Objectives: To describe plasma concentrations of indinavir alone or combined with ritonavir, and of nelfinavir and its active metabolite M8, and to measure their variabilities in HIV-infected patients treated with a stable antiretroviral regimen and experiencing a sustained virological response for at least 12 months.
Patients and methods: In this prospective trial, blood samples were drawn during a 6-hour time interval between two doses at enrolment to assess protease inhibitor (PI) pharmacokinetic parameters, and 4 months later to assess plasma trough and peak concentrations. Safety and adherence assessments and laboratory data were collected during an 8-month period. PI pharmacokinetic characteristics were analysed using a non-compartmental approach. Inter- and intrapatient variabilities were estimated using a linear mixed-effect model. The impact of different covariates on plasma trough concentrations was investigated. Eighty-eight patients were analysed: 42 treated with indinavir and 46 with nelfinavir.
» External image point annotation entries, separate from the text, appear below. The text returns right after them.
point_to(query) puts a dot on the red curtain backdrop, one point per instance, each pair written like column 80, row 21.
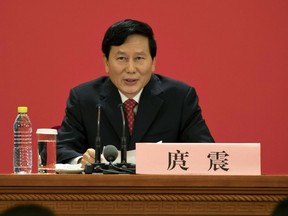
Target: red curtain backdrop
column 234, row 52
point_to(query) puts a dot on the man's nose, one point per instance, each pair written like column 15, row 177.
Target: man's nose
column 131, row 66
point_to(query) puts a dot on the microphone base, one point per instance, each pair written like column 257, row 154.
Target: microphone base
column 131, row 168
column 95, row 168
column 126, row 165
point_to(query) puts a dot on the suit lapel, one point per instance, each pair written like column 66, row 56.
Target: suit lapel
column 149, row 106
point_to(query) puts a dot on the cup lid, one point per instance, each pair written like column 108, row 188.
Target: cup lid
column 46, row 131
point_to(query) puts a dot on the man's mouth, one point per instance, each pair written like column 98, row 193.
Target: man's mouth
column 130, row 81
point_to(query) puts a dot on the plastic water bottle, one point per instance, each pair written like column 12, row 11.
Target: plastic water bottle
column 22, row 142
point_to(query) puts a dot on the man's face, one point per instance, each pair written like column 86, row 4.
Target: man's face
column 130, row 65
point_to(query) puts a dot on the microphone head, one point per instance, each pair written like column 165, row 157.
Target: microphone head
column 110, row 153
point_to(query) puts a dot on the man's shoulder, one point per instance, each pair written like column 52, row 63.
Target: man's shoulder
column 168, row 82
column 96, row 83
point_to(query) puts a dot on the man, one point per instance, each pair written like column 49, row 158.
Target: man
column 167, row 110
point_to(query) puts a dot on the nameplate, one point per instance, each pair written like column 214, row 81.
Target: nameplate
column 198, row 158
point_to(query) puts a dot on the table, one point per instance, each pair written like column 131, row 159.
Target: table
column 98, row 194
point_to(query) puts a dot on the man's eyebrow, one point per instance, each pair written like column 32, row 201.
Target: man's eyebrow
column 120, row 53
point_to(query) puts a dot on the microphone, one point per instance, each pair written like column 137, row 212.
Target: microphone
column 123, row 138
column 98, row 141
column 110, row 153
column 97, row 167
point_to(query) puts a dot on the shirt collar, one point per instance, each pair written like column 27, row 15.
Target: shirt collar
column 136, row 98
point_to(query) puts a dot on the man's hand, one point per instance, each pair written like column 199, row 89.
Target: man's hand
column 88, row 157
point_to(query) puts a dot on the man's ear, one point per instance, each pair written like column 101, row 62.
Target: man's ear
column 154, row 64
column 105, row 61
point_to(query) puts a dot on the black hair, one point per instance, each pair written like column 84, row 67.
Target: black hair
column 117, row 34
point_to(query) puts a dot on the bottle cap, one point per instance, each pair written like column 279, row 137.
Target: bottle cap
column 22, row 109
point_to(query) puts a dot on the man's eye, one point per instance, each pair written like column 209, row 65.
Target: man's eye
column 140, row 58
column 121, row 58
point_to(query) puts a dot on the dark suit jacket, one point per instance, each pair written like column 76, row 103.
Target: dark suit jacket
column 168, row 111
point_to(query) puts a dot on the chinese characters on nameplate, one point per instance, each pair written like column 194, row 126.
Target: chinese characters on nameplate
column 198, row 158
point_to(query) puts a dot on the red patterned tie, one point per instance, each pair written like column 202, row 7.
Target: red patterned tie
column 129, row 106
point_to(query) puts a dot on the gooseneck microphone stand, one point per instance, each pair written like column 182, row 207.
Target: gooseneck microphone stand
column 96, row 167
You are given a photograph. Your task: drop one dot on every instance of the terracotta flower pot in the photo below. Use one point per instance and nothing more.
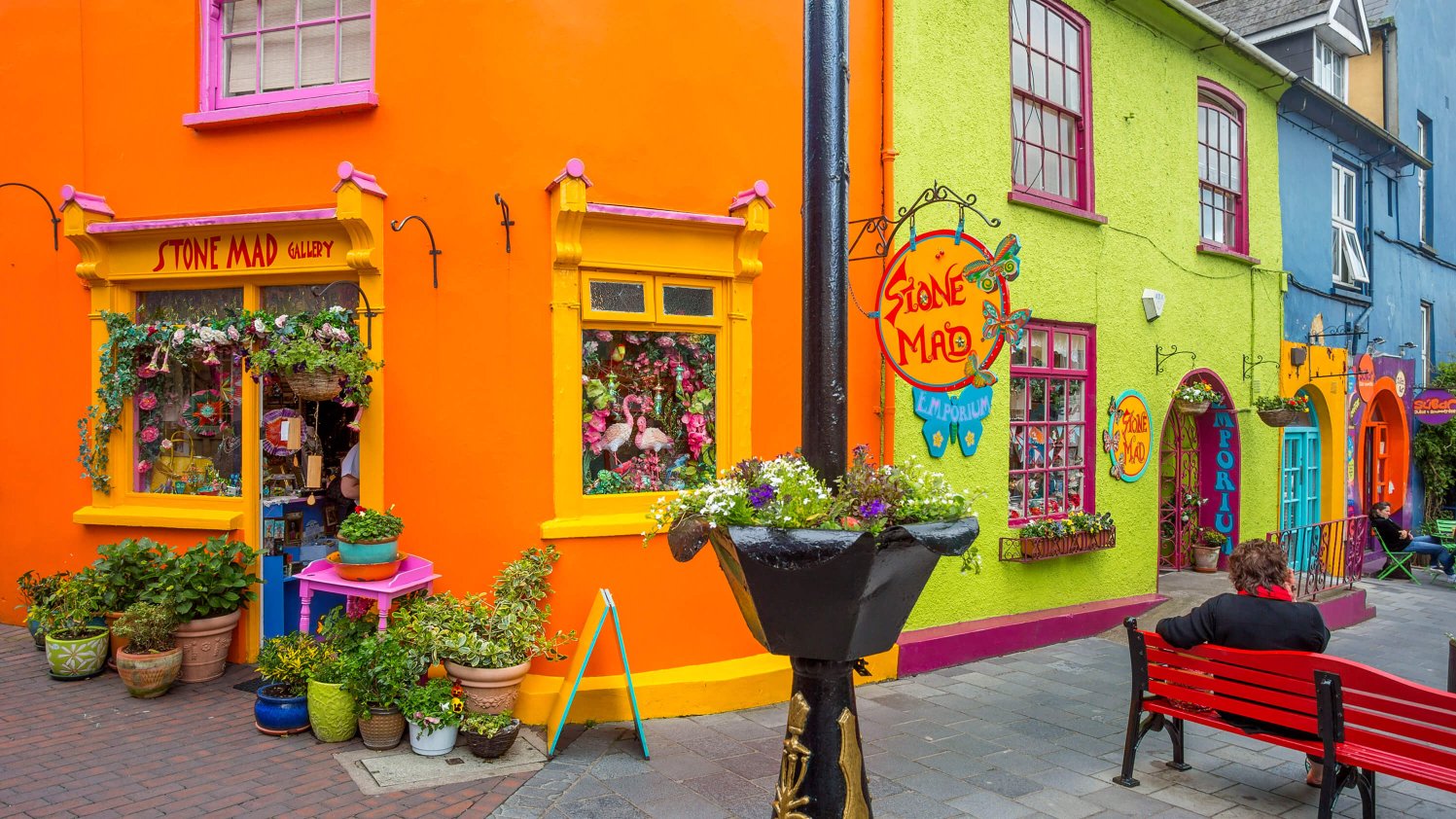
(149, 675)
(489, 691)
(204, 646)
(331, 711)
(381, 729)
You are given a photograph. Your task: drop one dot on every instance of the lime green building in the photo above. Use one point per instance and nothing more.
(1133, 149)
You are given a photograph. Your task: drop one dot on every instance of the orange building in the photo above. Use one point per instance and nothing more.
(627, 140)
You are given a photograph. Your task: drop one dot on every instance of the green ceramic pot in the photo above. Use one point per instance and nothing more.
(78, 659)
(331, 711)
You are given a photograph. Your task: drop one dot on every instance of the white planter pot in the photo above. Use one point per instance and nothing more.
(436, 743)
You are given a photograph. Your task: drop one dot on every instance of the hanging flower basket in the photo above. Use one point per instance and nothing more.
(315, 385)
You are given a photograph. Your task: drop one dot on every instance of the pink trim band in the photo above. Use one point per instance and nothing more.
(207, 220)
(673, 214)
(758, 192)
(364, 181)
(90, 203)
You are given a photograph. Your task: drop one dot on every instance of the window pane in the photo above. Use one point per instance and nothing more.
(316, 64)
(619, 296)
(648, 404)
(356, 55)
(688, 301)
(278, 60)
(240, 55)
(280, 12)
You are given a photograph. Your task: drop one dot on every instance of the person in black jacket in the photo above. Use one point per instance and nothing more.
(1261, 617)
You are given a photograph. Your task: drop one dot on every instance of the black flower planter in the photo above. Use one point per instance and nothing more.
(826, 599)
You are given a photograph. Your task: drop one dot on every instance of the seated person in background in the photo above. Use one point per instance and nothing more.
(1262, 617)
(1398, 540)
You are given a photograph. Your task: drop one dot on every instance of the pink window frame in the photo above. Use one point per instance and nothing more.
(1085, 203)
(1089, 406)
(214, 107)
(1229, 104)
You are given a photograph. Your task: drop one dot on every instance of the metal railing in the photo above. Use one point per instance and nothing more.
(1326, 555)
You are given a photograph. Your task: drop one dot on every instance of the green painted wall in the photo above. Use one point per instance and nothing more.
(952, 111)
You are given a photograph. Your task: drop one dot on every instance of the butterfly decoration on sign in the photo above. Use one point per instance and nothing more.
(1011, 327)
(951, 417)
(1004, 264)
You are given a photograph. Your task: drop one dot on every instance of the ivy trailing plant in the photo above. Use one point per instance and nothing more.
(1435, 449)
(272, 344)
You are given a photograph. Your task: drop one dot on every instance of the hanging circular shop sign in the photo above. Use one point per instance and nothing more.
(1365, 377)
(1435, 407)
(1128, 435)
(943, 310)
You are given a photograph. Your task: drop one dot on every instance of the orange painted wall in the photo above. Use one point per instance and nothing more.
(668, 104)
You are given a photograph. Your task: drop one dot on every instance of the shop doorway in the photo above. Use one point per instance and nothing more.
(1198, 477)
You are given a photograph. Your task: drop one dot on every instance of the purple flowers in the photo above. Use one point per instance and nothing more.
(761, 496)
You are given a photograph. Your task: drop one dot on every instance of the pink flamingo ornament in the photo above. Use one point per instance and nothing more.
(618, 435)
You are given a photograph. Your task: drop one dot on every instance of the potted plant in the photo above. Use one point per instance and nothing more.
(370, 537)
(1277, 411)
(1206, 544)
(286, 661)
(1194, 398)
(488, 641)
(210, 584)
(124, 572)
(433, 711)
(489, 734)
(149, 660)
(377, 672)
(75, 634)
(37, 592)
(331, 708)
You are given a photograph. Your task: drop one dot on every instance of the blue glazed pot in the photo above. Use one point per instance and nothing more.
(378, 552)
(280, 714)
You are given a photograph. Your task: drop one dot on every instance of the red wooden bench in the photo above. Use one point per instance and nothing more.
(1359, 720)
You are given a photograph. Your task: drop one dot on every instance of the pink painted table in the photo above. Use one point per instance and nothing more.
(415, 573)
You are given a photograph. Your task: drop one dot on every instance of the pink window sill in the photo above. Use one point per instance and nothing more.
(283, 110)
(1031, 200)
(1226, 252)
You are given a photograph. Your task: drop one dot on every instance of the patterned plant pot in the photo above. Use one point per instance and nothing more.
(489, 691)
(436, 743)
(369, 552)
(280, 716)
(381, 729)
(78, 659)
(149, 675)
(204, 646)
(331, 711)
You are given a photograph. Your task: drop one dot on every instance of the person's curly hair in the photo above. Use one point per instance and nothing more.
(1257, 563)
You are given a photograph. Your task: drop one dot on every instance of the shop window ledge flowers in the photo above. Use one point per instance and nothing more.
(271, 345)
(799, 552)
(1077, 534)
(1277, 411)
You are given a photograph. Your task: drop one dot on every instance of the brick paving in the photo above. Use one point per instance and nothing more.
(1037, 733)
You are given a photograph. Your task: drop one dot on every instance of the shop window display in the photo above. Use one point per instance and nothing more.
(1051, 398)
(648, 411)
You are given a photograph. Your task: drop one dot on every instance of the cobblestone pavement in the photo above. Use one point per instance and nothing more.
(1037, 733)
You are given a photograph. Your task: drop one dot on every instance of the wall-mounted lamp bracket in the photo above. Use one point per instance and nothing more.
(506, 220)
(369, 312)
(434, 252)
(55, 220)
(1250, 365)
(1159, 356)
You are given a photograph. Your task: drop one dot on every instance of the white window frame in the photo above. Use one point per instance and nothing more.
(1344, 231)
(1332, 69)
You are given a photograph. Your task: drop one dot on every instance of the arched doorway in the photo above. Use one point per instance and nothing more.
(1198, 476)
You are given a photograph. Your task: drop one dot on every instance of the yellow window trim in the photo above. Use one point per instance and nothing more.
(654, 248)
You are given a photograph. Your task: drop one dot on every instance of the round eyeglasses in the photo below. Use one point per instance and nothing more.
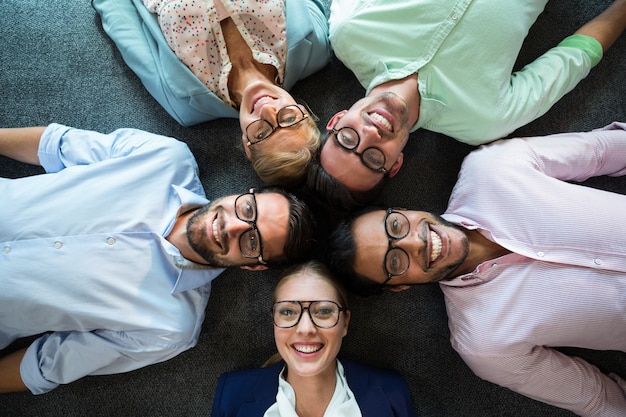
(396, 259)
(262, 129)
(372, 157)
(250, 243)
(323, 313)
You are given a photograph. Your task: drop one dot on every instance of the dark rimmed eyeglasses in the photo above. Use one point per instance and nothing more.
(323, 313)
(372, 157)
(396, 259)
(250, 243)
(262, 129)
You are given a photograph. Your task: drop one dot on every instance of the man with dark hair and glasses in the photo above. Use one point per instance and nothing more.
(527, 261)
(445, 66)
(111, 253)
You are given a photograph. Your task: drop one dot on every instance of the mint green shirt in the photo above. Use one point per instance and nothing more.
(464, 52)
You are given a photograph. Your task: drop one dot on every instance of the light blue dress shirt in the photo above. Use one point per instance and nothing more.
(464, 52)
(84, 256)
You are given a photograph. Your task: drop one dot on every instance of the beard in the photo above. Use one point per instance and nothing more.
(446, 272)
(198, 238)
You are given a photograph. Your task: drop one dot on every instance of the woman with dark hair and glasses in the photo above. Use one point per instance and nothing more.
(203, 60)
(311, 316)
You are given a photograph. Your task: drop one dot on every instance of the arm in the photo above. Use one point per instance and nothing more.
(607, 26)
(10, 379)
(21, 143)
(63, 357)
(550, 376)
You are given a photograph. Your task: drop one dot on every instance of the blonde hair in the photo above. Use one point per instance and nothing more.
(319, 270)
(286, 168)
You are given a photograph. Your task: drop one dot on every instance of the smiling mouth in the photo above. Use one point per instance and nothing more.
(216, 233)
(261, 100)
(435, 247)
(382, 120)
(307, 348)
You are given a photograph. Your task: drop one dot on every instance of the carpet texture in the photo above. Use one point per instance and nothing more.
(57, 65)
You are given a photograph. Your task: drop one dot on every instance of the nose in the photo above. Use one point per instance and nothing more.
(235, 227)
(369, 135)
(268, 112)
(305, 325)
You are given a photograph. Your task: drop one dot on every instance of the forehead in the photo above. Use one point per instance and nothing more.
(306, 286)
(371, 243)
(272, 222)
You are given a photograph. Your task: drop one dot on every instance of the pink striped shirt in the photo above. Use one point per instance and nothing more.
(565, 282)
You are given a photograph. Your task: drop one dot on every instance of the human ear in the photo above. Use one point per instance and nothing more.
(396, 165)
(333, 120)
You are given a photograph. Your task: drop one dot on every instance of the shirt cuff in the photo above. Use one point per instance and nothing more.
(587, 44)
(30, 372)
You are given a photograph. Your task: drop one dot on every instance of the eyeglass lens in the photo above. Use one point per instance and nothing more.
(396, 259)
(349, 139)
(324, 314)
(250, 241)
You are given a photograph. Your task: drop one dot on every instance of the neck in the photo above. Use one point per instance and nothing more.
(405, 88)
(313, 394)
(481, 249)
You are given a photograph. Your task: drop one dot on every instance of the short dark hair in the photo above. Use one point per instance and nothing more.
(300, 232)
(327, 189)
(341, 257)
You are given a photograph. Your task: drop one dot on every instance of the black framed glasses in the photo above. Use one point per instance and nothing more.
(372, 157)
(323, 313)
(396, 259)
(262, 129)
(250, 243)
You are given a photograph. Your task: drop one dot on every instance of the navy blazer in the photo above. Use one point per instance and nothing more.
(249, 393)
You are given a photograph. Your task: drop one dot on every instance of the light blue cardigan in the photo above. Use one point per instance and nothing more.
(137, 34)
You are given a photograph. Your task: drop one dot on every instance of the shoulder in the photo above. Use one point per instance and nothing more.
(383, 377)
(249, 378)
(251, 390)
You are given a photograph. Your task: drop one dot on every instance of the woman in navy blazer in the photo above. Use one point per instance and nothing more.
(308, 345)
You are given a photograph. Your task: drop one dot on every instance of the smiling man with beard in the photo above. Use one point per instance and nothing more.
(447, 66)
(527, 261)
(111, 253)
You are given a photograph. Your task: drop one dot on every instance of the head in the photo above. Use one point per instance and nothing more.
(279, 135)
(304, 292)
(253, 230)
(395, 248)
(333, 192)
(366, 142)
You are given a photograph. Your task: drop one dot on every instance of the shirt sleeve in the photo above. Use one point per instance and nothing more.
(580, 156)
(61, 146)
(550, 376)
(535, 88)
(63, 357)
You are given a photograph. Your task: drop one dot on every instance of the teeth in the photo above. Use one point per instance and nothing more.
(307, 348)
(382, 120)
(216, 233)
(436, 246)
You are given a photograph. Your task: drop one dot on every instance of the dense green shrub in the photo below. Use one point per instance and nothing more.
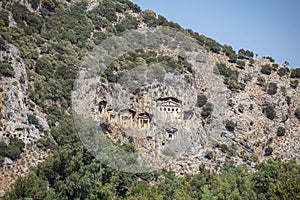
(231, 77)
(4, 18)
(207, 110)
(266, 69)
(128, 23)
(272, 88)
(201, 100)
(270, 112)
(213, 45)
(280, 131)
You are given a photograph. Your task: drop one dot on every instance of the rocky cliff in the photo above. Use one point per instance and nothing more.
(177, 96)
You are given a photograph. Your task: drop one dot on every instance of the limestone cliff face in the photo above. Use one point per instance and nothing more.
(14, 117)
(162, 118)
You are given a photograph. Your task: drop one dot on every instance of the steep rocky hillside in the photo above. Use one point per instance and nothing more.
(230, 106)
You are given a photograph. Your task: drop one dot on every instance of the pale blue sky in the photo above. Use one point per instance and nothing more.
(266, 27)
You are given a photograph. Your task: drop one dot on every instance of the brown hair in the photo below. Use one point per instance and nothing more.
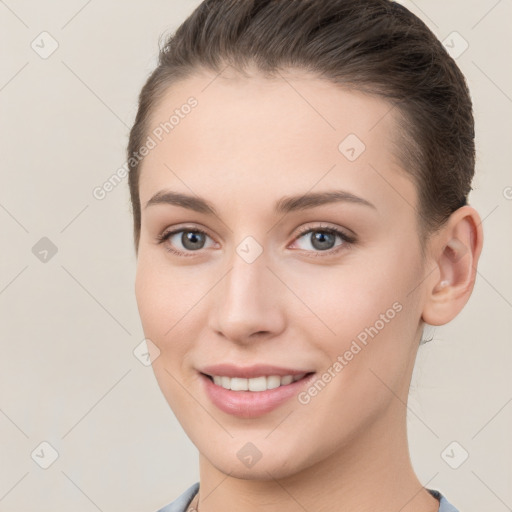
(375, 46)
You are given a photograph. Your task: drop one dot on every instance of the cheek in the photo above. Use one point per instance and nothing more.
(165, 297)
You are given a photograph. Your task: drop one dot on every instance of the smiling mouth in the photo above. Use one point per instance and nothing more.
(255, 384)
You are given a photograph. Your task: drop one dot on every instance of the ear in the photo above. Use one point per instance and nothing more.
(455, 254)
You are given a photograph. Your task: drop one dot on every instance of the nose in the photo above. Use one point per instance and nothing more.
(249, 302)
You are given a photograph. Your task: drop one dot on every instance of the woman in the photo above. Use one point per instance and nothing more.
(299, 174)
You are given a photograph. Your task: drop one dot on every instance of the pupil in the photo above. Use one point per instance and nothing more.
(190, 238)
(319, 240)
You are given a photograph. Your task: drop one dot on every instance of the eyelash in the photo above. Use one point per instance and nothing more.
(347, 239)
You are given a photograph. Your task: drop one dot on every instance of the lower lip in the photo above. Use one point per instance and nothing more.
(251, 404)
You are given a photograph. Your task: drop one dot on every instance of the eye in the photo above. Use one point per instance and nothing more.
(191, 239)
(323, 239)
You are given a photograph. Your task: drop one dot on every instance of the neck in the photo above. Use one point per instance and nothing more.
(370, 472)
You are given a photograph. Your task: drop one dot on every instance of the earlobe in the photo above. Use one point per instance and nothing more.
(456, 255)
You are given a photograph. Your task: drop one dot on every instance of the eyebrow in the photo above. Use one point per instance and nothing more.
(284, 205)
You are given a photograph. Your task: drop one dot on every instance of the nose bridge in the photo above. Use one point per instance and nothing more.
(247, 302)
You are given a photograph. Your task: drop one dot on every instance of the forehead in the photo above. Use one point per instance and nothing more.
(287, 133)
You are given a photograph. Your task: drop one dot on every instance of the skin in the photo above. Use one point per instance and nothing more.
(249, 142)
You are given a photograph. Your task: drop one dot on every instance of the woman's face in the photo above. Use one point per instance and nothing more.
(268, 284)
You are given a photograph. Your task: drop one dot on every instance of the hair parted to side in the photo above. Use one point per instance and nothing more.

Results: The interquartile range (IQR) of the plasma trough concentration corrected for the sampling time (Ccalc) was 116-374 microg/L for indinavir alone and 163-508 microg/L for indinavir/ritonavir. Ritonavir significantly increased indinavir elimination half-life and plasma exposure. For nelfinavir, the IQR of Ccalc was 896-2059 microg/L for three-times-daily administration and 998-2124 microg/L for twice-daily administration. Variabilities were high for both PIs. Intrapatient variability for indinavir alone (and indinavir + ritonavir) was 76% (107%) and interpatient variability was 58% (10%) in adherent patients. Intrapatient variability for nelfinavir three times daily (and twice daily) was 41% (74%) and interpatient variability was 62% (50%). Intrapatient variability was lowered in patients with a high adherence level.
Conclusion: Although performed in a homogeneous population, this study documented a high interpatient but also intrapatient variability of indinavir and nelfinavir pharmacokinetics, which should be taken into account when interpreting therapeutic drug monitoring. Once patients have reached a sustained virological response, plasma PI monitoring may have a limited impact.